Ricorso respinto, l'accordo di programma ha il via libera dal Tar
L’accordo di programma per giungere all’Autorizzazione integrata ambientale (Aia) nei confronti delle industrie di Taranto può rimettersi in moto. Ieri il Tar di Lecce ha respinto la richiesta di sospensione dell’accordo avanzata dal comitato ambientalista «Taranto Futura». Per i giudici amministrativi, l’accordo sull’Aia indica solo la procedura da seguire, non determina danni immediati. Inoltre, dice il Tar, non esiste «attualità di ulteriore pregiudizio per i cittadini» e lo stesso accordo di programma, sottoscritto l’11 aprile scorso alla Regione, può contribuire «alle denunciate condizioni di inquinamento». Martedì, in presenza del ricorso al Tar, l’Ilva aveva deciso di frenare la sua partecipazione all’accordo di programma provocando le dure proteste della Regione.
Il Tar di Lecce stoppa gli ambientalisti del comitato «Taranto Futura», rigetta la loro richiesta di sospensiva, e l’accordo di programma che dovrà portare all’Autorizzazione integrata ambientale (Aia) per le industrie che operano nell’area tarantina può rimettersi in cammino. E’ arrivato ieri sera il verdetto dei giudici amministrativi (presidente del collegio Aldo Ravalli) sul ricorso che, 24 ore prima, aveva spinto l’Ilva a fermare temporaneamente la sua partecipazione all’accordo di programma essendo appunto pendente un ricorso al Tar.
«Taranto Futura», opponendosi all’intesa, aveva sollevato una serie di violazioni e irregolarità. E l’Ilva, negando che fosse un vero e proprio abbandono, aveva motivato la decisione di frenare con la necessità di avere certezze prima di proseguire con gli impegni assunti. A partire dalla presentazione del piano sulla riduzione dell’inquinamento, il cronoprogramma previsto dall’accordo firmato l’11 aprile scorso a Bari, alla Regione. La rassicurazione dell’Ilva non aveva però convinto i vertici della Regione, che dal presidente Nichi Vendola all’assessore all’Ecologia, Michele Losappio, hanno accusato l’azienda di Emilio Riva di voler cercare alibi per tirarsi fuori. «L’Ilva dica come e quando ridurrà l’inquinamento a partire dalla diossina - ha detto Vendola martedì sera a Taranto -, altrimenti sarà scontro».
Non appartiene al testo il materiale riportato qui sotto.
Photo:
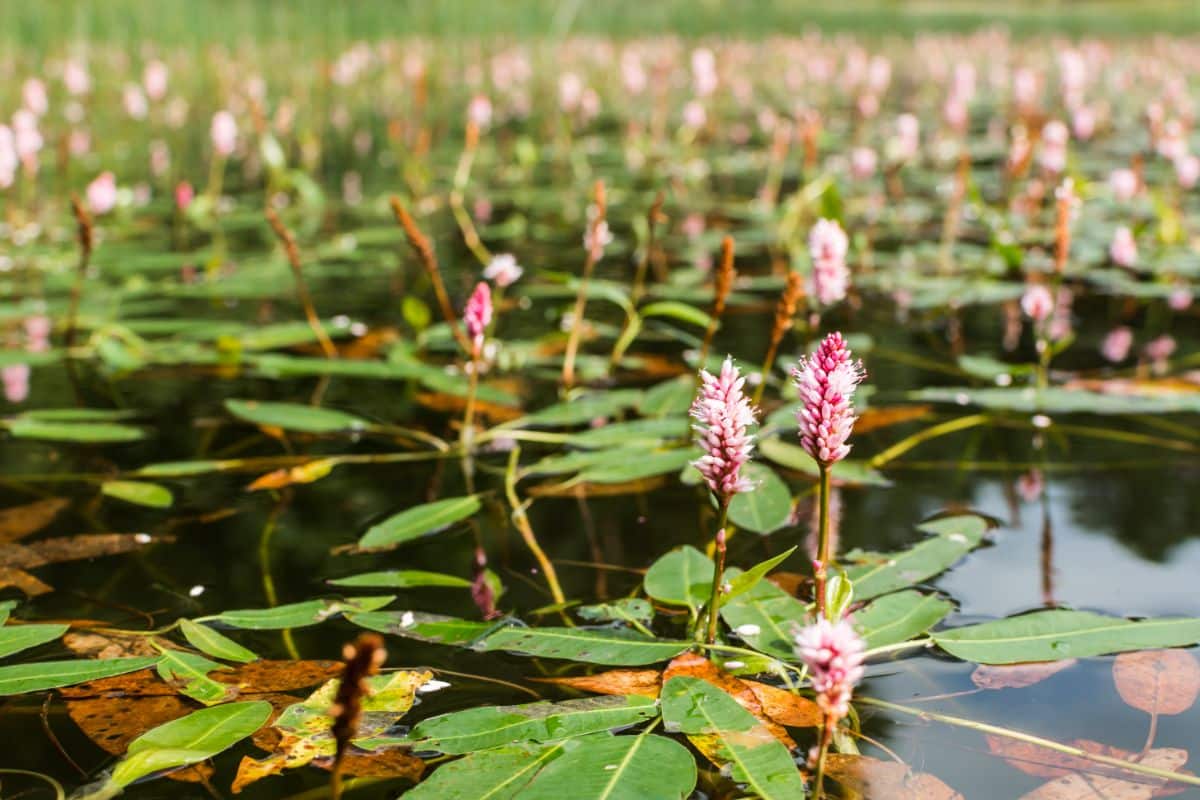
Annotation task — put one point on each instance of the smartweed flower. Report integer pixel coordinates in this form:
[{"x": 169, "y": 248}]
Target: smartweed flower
[
  {"x": 827, "y": 380},
  {"x": 723, "y": 413}
]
Ma lo scontro ora dovrebbe essere fugato alla luce del giudizio del Tar. «Il suddetto accordo - dicono appunto i magistrati amministrativi riferendosi all’accordo di programma per l’Aia -, prevedendo soltanto un modulo procedimentale, non produce di per sè azioni di immediato pregiudizio all’ambiente e alla salute, nè influisce direttamente sulle criticità esistenti peggiorandole». Certo, dice il Tar, «fermi rimangono gli obiettivi, i parametri e le procedure imposte dalle convenzioni e dalle normative internazionali e nazionali, ai quali ovviamente dovranno uniformarsi le pubbliche amministrazioni nel rilascio delle autorizzazioni richieste e nella verifica degli adempimenti imposti alle imprese».
Così come sono indiscutibili «i diritti di partecipazione di tutti i soggetti, singoli o associati, interessati, e in questa prospettiva deve essere letto il comma 3 dell’accordo al quale andrà data piena effettività». Ma, fermo restando tutto questo, la richiesta di sospensiva dell’accordo presentata da «Taranto Futura» è comunque respinta perchè il Tar non ravvisa «attualità di ulteriore pregiudizio per i cittadini».
Anzi, dicono i giudici, proprio l’accordo di programma sull’Aia può svolgersi «nel senso di un miglioramento delle denunciate condizioni di inquinamento». Da rilevare che «Taranto Futura», nei giorni scorsi, aveva chiesto al Tar un’istanza cautelare immediata per coprire il tempo intercorrente tra il deposito del ricorso contro l’accordo di programma e il giudizio. Il Tar aveva detto no e quindi si è giunti alla discussione di ieri, nella quale si è costituita anche la Regione («Taranto Futura», Ilva e Avvocatura dello Stato per i ministeri Ambiente, Sviluppo economico e Salute lo avevano già fatto prima). Infine, la camera di consiglio e l’emissione del verdetto.